# Production Deployment Best Practices

The guide here provides some useful hints for production and pilot deployments. This guide is NOT intended to be a comprehensive production deployment handbook. Since production environments can vary widely, OpenG2P implementers—such as system integrators—have flexibility in choosing production configurations, orchestration platforms, and components. We also encourage our partners to contribute updates to this guide based on their real-world experiences and insights.

{% hint style="warning" %}
These best practices may demand **additional hardware and other resources**. Please review all the recommendations carefully and assess your production deployment requirements in addition to those specified under [Resource Requirements](https://docs.openg2p.org/operations/deployment/resource-requirements).
{% endhint %}

## Backups

Backups are <mark style="color:$danger;">**crtitical**</mark> for any production deployment. Ensure that the following backups are taken frequently, and supervised regularly:

* Periodic snapshotting and backup for Postgres DB, MinIO buckets and objects, all volumes in NFS. (TBD Guide)
* The Persistent Volume information of the Kubernetes cluster must be backed up after the installation. This is required in case the cluster goes down, or NFS has issues, the pods can be recreated with original data.
  * Download the YAMLs of PV in Rancher -> OpenG2P Cluster -> Storage -> Persistent Volumes and keep it securely accessible to system administrators.
  * Furthermore, this guide can be used to [restore a PV from an NFS folder](https://docs.openg2p.org/operations/deployment/deployment-guide/restore-a-pvc-from-an-nfs-folder-and-attach-it-to-a-pod).
* ETCD needs to be backed up periodically. Refer to the guide [here](https://docs.openg2p.org/operations/deployment/deployment-guide/etcd-backup-and-restore).

## Air-gapped deployment

Air-gapped deployment means that the nodes and cluster resources are placed in closed and tightly controlled network where the nodes cannot access the Internet, but users can access the nodes from the outside over Internet (or VPN).

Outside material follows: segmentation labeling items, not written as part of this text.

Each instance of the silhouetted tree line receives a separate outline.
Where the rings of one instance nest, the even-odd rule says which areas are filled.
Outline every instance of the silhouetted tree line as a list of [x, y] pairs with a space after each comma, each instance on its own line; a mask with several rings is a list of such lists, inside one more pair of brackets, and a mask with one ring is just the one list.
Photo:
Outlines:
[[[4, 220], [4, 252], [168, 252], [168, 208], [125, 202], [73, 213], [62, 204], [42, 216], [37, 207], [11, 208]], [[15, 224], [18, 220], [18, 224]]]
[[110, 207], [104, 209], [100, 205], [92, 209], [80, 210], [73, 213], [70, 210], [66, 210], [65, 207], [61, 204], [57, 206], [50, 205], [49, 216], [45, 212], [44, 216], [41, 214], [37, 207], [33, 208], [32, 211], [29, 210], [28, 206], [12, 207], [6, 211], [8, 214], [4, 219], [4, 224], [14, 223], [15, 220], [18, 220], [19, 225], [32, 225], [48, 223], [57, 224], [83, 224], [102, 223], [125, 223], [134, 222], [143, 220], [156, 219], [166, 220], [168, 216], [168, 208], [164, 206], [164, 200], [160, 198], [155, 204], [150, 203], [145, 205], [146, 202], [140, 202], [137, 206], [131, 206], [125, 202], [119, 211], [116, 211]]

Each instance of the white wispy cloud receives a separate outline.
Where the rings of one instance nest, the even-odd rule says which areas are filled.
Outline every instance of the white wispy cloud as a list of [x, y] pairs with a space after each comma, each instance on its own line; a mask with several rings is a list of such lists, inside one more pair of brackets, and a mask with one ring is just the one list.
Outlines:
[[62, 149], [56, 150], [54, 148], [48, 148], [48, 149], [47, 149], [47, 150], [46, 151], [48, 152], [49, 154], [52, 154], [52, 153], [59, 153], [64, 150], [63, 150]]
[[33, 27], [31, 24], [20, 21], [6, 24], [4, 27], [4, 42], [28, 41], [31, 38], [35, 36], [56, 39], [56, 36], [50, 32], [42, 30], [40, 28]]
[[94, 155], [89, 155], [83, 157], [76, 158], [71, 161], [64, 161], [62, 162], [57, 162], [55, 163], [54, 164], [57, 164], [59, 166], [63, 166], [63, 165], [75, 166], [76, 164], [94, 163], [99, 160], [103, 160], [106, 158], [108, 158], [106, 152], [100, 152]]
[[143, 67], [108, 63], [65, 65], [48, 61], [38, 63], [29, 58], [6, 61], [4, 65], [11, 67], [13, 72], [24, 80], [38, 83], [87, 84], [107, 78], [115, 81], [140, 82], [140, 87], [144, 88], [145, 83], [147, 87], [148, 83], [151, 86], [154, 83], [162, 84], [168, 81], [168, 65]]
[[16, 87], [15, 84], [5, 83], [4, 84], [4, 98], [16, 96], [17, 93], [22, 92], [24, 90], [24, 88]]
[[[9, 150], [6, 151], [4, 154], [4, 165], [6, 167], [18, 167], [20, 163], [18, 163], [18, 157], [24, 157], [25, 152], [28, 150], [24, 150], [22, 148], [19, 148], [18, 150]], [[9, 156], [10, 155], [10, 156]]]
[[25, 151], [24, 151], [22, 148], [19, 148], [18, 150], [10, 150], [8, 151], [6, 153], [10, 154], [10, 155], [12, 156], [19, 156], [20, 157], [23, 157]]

### Private Docker registry

> *This section is not the same as a private image repository on Docker Hub, which still requires internet, albeit the docker image is not listed publicly.*

This involves setting up a Docker registry to which all the Docker images required by the OpenG2P modules will be uploaded, and the Kubernetes Cluster will be pointed to this private registry instead of Public Docker hub. *(TBD Guide)*

Production Docker images will need to be pushed manually into this registry since there won't be any internet connection to pull automatically from Docker Hub.

### Private Git repositories

This setup requires configuring a Git server that is accessible within your network. The Git server will host repositories needed by OpenG2P modules at runtime, such as configuration files, scripts, and more. Additionally, storing Helm charts in this private Git server allows you to selectively deploy OpenG2P module upgrades by managing Helm chart versions. (Detailed guide TBD)

{% hint style="info" %}
You can [install Gitlab on a standalone instance](https://docs.openg2p.org/operations/deployment/deployment-guide/air-gapped-deployment-setup-using-gitlab) on the same network. This acts as both a Git server and a private docker registry. Do read about the Gitlab products and their licenses before installing.
{% endhint %}

## Keycloak

Increase the RAM of Keycloak under (Commons deployment) if you expect heavy traffic on Keycloak in Production. This could happen if users login via Keycloak into portals on mass scale.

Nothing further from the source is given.